5. Colorado Rockies. A 68-94 finish is about what we expected from the 2015 Rocks, who seem to have no ideas about how to get people out in mile-high Coors Field. Some really fine hitting, and not all of it dependent on Coors, will be delivered by Nolan Arenado and George Blackmon, and maybe D.J. LeMahieu, but why is a team that lost 94 games last year and 96 the year before still holding on to Carlos Gonzalez? The issue is pitching, the worst in MLB. You don’t want any of their starting pitchers on your fantasy team, and you ought to think twice or thrice about their relievers, too. They Rockies hemorrhaged 844 runs last year, worst in the bigs. Those may soon be remembered as the good old days. Let’s put them down for another 68-94.

4. Milwaukee Brewers. Bad pitching is the tie that binds these awful teams, and the Brewers are right there, following a 68-94 season. They had hope for midseason call-up Taylor Jungmann, who started well and then was torched regularly the final weeks of the season. The ace is Wily Peralta and their closer, Will Smith, wrecked his knee while tying his shoe. Drug-tainted Ryan Braun and his declining numbers are still haunting the outfield. Jonathan Lucroy is a decent catcher who probably should be flipped for prospects but the rest are mediocrities, at best. Let’s leave them treading water with another 68-94 season, with many of the “68” coming against the bottom three.

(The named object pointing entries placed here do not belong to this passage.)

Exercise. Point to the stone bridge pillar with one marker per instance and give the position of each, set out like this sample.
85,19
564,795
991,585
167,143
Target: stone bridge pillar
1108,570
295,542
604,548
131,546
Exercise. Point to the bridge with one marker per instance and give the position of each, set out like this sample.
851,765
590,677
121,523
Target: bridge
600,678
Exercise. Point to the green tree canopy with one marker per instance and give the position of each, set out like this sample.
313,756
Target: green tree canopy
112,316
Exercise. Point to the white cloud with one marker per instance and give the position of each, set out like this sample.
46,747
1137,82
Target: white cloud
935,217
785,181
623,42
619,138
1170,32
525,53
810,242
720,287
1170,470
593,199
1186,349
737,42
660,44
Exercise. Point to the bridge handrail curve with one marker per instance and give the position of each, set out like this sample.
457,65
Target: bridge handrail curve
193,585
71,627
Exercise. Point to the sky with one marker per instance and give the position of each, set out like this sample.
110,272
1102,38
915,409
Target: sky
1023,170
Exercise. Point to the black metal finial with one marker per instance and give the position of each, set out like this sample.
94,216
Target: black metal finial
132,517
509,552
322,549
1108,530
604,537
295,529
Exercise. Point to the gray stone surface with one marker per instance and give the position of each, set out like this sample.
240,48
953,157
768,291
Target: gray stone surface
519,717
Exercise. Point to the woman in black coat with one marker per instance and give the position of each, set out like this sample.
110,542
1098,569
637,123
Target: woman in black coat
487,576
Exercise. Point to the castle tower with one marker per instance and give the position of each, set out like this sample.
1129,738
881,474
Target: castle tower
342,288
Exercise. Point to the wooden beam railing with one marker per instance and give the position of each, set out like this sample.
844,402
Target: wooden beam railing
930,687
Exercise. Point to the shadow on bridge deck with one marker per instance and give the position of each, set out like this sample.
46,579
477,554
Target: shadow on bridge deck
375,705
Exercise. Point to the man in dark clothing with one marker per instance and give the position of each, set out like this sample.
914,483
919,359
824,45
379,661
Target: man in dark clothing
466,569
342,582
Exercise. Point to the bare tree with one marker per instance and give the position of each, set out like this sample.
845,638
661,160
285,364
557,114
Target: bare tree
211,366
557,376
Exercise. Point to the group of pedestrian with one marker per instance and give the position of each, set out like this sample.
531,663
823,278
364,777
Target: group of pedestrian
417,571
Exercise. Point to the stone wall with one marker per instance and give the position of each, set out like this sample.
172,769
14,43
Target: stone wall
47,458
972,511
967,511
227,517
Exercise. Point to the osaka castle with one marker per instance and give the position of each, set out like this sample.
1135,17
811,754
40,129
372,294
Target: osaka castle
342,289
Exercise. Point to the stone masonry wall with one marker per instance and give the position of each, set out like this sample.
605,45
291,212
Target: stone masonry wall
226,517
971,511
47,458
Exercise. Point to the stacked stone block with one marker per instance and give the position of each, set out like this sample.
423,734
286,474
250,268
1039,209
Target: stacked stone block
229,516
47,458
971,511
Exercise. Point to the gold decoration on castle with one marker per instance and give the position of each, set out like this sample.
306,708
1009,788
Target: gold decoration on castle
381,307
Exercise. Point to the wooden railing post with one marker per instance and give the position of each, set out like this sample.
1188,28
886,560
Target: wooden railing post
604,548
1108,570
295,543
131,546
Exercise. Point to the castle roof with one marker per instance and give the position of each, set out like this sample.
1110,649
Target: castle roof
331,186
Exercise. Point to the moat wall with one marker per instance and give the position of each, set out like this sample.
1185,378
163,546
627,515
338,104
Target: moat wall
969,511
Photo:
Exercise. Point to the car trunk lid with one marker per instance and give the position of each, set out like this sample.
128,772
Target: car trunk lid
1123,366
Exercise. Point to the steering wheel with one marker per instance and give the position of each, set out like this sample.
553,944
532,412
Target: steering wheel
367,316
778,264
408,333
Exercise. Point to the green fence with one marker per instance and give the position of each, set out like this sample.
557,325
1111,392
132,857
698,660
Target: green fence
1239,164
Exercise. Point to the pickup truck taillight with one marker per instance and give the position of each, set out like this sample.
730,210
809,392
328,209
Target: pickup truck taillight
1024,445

3. Cincinnati Reds. It is sad that a fine baseball town like Cincinnati must be subjected to this team, 68-94 last year and potentially worse this time around. The lineup is a monument to second-tier journeymen, like Zack Cozart and Anthony Duvall. Jay Bruce hits some home runs, but that is about the extent of his production. Joey Votto, easily their best-known player, seems eager to test, year after year, the question “what if a guy walked 200 times in a season” when they need him to put the ball in the seats or at least in the gaps. Brandon Phillips is done, Billy Hamilton can steal second but can rarely get to first — and the pitching is worse than the hitting. Raisel Iglesias is the great young hope. With Todd Frazier gone, this team is likely to be even worse, like 64-98 worse.

2. Atlanta Braves. Now we get to the desperate race to the bottom, one that reminds us a bit of this season’s Los Angeles Lakers versus the Philadelphia 76ers. Remember when the Braves ran off 14 winning season in 15 years, through 2005? Neither do Braves fans. This is a team that cleared out everyone who could play except Freddie Freeman, who must wonder whom he offended during a 67-95 season last year. How do the Braves suck? Let me count the ways. They have at least four regulars who ought to be out of baseball in the next year or two — A.J. Pierzynski, Nick Markakis, Erick Aybar and Hector Olivera, all of them on the wrong side of 30. Julio Teheran is their ace, but the rest of the rotation is a sort of an ad hoc committee of Triple-A dreck, as is their closer situation. This is a bad team that can’t even get right the concept of “if we are going to lose, let’s lose with young guys who might get better”. Let’s put them down for 64-98. Look for a “free Freddie Freeman” campaign to be under way by May.

1. Philadelphia Phillies. For much of their history, they were a bad team (they own the record for most defeats, all-time, at 10,650), and after winning 102 games as recently as 2011, they have gone to pieces. They had to win the final game of the 2015 season to avoid 100 defeats, at 63-99. This is a team of sub-replacement-level players, a function of the franchise sticking far too long with the core of their heyday, guys like Jimmy Rollins, Chase Utley, Shane Victorino, Ryan Howard and  Carlos Ruiz (the latter two still remain), who were allowed to progress well into their 30s in red pinstripes. Reinforcements from below seem nowhere near ready, and their best player is Maikel Franco, who would be Just Another Guy on 25 MLB teams. You don’t want any of their pitchers, and the Phillies probably don’t either. They are awful, and figure to remain that way for a couple of years, at best. Let’s peg them for triple-digit defeats this time, at 60-102.

But they will get the first pick, again, in the 2016 free-agent draft.